Now, she added, “BP must take responsibility for Rosneft, for all of the carbon it invests in extracting, to legitimately claim to achieve a 40% reduction by 2030. BP must also stop investing in any new oil and gas, whilst ensuring a just transition for its workers and the communities affected by its polluting projects.”
Bloomberg says BP CEO Looney “is taking the opportunity presented by the virus to speed up the changes he needs to make to fulfill his vision of a low-carbon future.
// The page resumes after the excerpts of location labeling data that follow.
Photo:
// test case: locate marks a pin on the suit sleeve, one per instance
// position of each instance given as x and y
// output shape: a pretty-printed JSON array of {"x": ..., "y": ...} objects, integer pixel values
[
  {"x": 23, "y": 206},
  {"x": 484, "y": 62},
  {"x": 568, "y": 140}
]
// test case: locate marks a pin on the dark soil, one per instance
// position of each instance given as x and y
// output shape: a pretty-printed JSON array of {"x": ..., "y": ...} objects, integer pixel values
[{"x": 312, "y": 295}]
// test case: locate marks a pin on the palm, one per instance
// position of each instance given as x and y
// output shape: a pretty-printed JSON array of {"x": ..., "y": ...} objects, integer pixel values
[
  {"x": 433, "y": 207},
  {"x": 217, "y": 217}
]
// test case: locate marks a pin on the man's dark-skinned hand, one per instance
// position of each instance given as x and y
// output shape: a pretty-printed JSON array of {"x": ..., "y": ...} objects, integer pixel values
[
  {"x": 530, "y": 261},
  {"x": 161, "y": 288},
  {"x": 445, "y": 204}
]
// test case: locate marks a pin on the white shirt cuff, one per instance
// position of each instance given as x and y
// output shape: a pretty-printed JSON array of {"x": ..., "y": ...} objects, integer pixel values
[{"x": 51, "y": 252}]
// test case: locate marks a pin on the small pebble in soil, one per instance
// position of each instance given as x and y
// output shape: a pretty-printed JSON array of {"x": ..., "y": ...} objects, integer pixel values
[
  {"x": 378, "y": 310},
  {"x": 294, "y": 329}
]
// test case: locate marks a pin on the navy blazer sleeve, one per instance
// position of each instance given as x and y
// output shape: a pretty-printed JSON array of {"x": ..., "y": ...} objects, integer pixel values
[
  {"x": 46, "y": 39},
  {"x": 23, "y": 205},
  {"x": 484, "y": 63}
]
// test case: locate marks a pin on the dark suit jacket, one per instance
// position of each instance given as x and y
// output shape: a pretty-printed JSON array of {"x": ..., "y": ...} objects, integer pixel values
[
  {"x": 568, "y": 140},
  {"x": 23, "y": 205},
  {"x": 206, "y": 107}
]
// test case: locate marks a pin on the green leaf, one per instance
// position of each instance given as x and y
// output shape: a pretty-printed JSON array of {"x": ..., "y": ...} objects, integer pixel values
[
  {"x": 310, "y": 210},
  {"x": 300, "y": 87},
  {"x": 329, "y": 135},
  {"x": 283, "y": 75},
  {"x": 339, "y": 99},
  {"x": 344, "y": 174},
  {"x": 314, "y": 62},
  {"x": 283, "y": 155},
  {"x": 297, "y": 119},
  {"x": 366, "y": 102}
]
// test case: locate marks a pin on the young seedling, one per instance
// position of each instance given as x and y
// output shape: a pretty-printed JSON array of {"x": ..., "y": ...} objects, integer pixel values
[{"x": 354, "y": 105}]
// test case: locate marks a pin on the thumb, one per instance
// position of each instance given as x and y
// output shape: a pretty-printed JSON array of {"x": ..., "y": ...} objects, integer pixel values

But the company went into the crisis with high debt and hefty payouts—it even increased the dividend for the fourth quarter—meaning more pain now.” But investors were apparently poised for this week’s dividend cut—the news agency says BP’s share value rose by up to 8.3% yesterday.
“This strategic shift is encouraging—much more clarity, apparently not sacrificing returns,” wrote Stuart Joyner, an oil and gas analyst at Redburn (Europe) Ltd. who previously warned investors against buying shares in Big Oil. “Rather, accelerating uncertainty means the sector’s cost of capital will rise further, perpetuating the derating,” he said in September 2019.
Now, he said in an investment note this week, BP is “making proper progress towards pleasing ESG investors” as the “journey unfolds towards a higher-rated, lower-geared company.”